SILVES is at the heart of one of Portugal's best citrus growing areas. It also has factories processing cork. Although now an agricultural centre, its fascination for visitors is historical. The town's two most visible buildings, its red sandstone castle and the red and white cathedral next to it, are reminders that in medieval times this was the most strongly fortified and most strenuously fought over place in the Algarve.

The Romans had a secure settlement at Silves, but it was the Moors who built it into a fine, prosperous town with gleaming minarets and bazaars brimming over with merchandise. They called it Xelb and made it their regional capital. It was a place of peace and plenty in the 12th century. Then in 1189 Portuguese Christian forces, aided by thousands of English, German and Flemish Crusaders on their way to the Holy Land, attacked the town. They razed everything outside the town walls and lay siege to the castle.

The siege lasted six weeks and ended with an agreement by the Muslims to surrender if they were allowed to leave for the Moorish city of Seville taking with them whatever possessions they could carry. Portugal's King Sancho I agreed. To his horror the Crusaders, all mercenaries, stripped the defeated and departing Moors of everything of value and then went on a looting rampage through what was left of the town. After three days of this, the King was so appalled that he ordered the Crusaders back to their ships moored in the river below.

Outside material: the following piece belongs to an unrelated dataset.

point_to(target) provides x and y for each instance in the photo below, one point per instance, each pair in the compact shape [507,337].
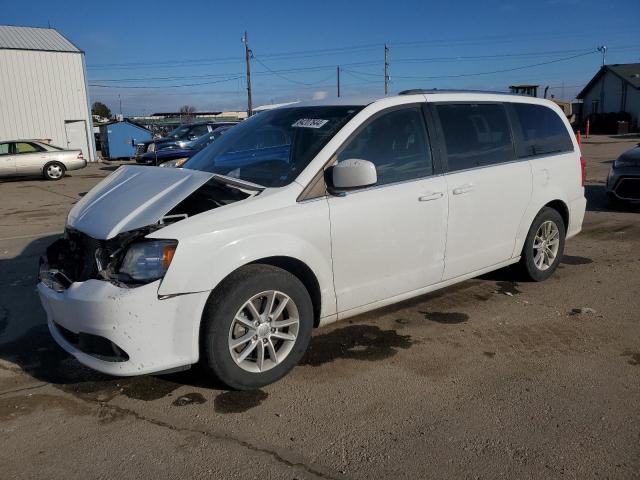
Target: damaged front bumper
[124,331]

The following year, England's Richard the Lionheart helped defend Silves from a counter-attack by the Muslims. The year after that, yet another attack and a month-long siege by the Muslims exacted revenge for the 1189 humiliation. It was 1231 before the castle finally capitulated to the Christian forces of Afonso III, whose statue stands, sword in hand, just inside the castle gates today.

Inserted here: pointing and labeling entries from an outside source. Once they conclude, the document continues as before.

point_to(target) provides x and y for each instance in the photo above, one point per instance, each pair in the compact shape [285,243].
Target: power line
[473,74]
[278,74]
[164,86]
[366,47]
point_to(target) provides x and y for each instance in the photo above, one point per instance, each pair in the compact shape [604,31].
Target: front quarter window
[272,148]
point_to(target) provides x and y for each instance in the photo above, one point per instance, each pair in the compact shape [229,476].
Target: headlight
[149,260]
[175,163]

The castle is open to the public, but its ghastly past is lost amid well-tended jacaranda trees, oleander shrubs and flowerbeds. The cistern, which held sufficient water to last out a year-long siege, is permanently closed. Apart from bits of the walls, the only Moorish feature left in the castle is a well, originally Roman, 65-metres deep. Another Moorish well is the central feature of a small, modern museum in a side street not far from the castle.

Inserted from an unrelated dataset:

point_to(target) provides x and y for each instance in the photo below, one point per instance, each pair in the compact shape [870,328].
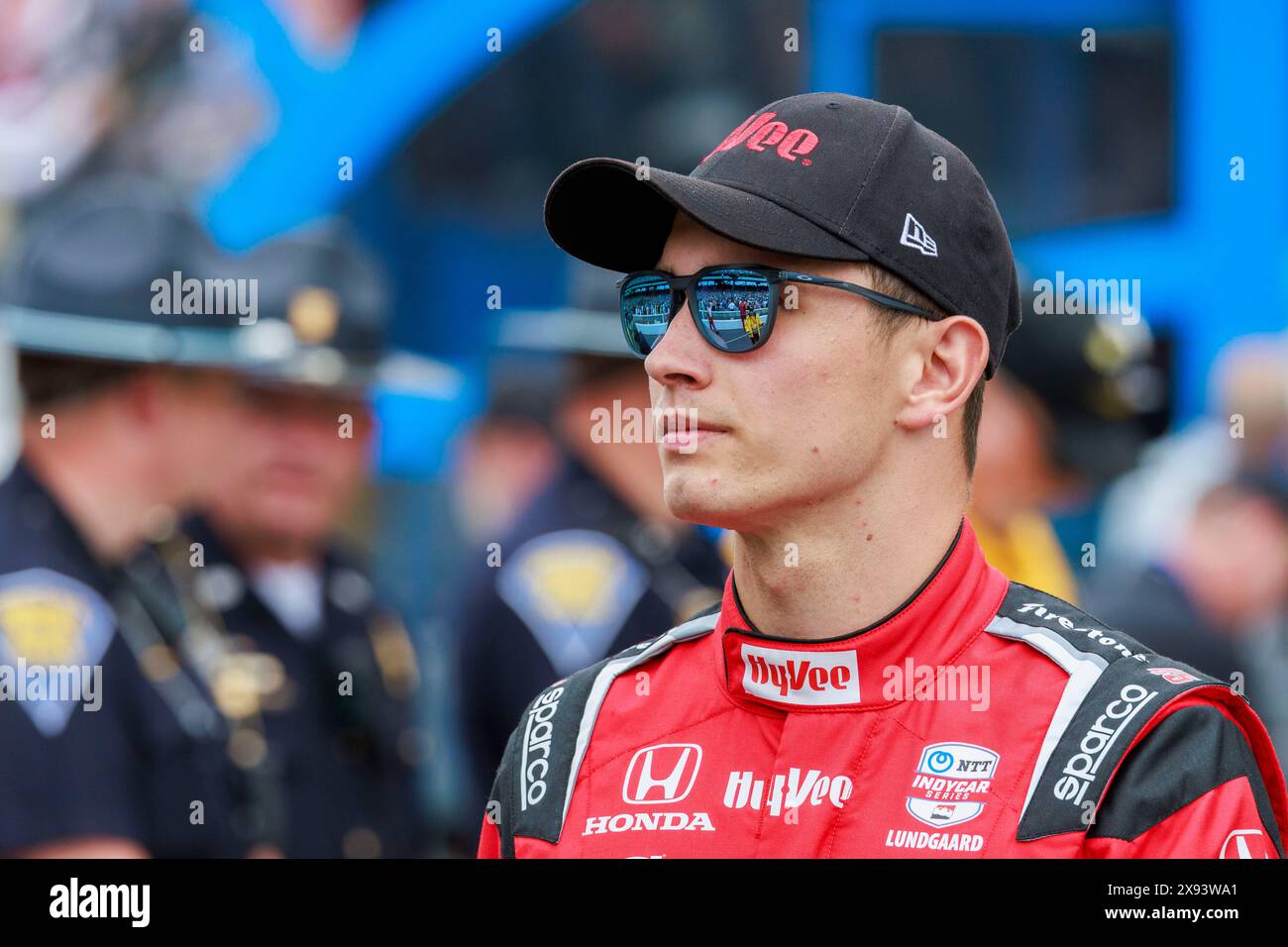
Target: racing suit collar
[905,656]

The reconquest of Silves was celebrated by the building of a cathedral on the site of a mosque. Much restored and rebuilt over the years, it contains the tombs of some of the Crusaders who died there.

The Crusaders arrived to do battle on ships which were able to sail all the way up the river to the town. Silting and dam building have reduced the river to a tidal stream. The oldest of the two bridges which straddle it, the Ponte Romana, is old and no longer usable, but it is not as old as its name suggests.

The last item of any historic significance still surviving in Silves is an intricately carved piece of sculpture crafted in the 16th-century. Situated on the left side of the road as you leave Silves for Messines, it is known as the Cross of Portugal, though nobody seems to know.

Silves is a place a great many tourists visit for an hour or two. Not many stay overnight, though you can do so comfortably.